The Arabian Nights, Night 28

One young man finally marries the woman he loves, but because he doesn't wash his hands after eating a meal, she wants to teach him a lesson about cleanliness, so she has his thumbs cut off. And since then, he goes through an elaborate ritual of cleaning his hands after eating a meal.

There's another young man in another story that begins on Night 28 where he, the young man, meets a woman who wants to have a passionate night together, and they go through this for a couple nights. Then she asks what he would think if he brought along a younger, prettier woman. The young man gets excited about this prospect, so his lady brings the younger woman. Before a night of romance, the lady asks the young man if she thinks the younger woman is prettier than she and he too eagerly agrees. The young man sleeps with the younger woman and wakes up to see that she has been killed and his lady is nowhere to be found. The young man buries the younger woman in the ground and covers the grave with cement.

Dark stories.

"Images" by Alice Munro

Awesome story.
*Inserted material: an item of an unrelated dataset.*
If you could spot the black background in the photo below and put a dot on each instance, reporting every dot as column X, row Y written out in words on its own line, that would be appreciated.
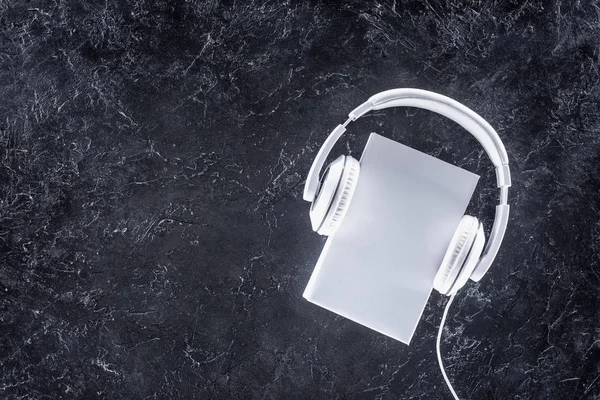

A small-town Canadian girl goes out traipsing around farmland with her dad who has set traps to catch rats. He's going to each of us traps and bagging the dead rats. Then they come upon a man who lives in the woods in a house in the ground. Either he burned his own house down or he thinks someone else burned his house down. In any event, instead of building a new house or moving, he has just built into the earth and then put a roof over it. This guy is nuts. He gives his cat whiskey. He carries around a hatchet and threatens to kill anyone who tries to come around and burn down his place again. The little girl is spooked by the man and her father tells her not to tell her mother about the man carrying the hatchet.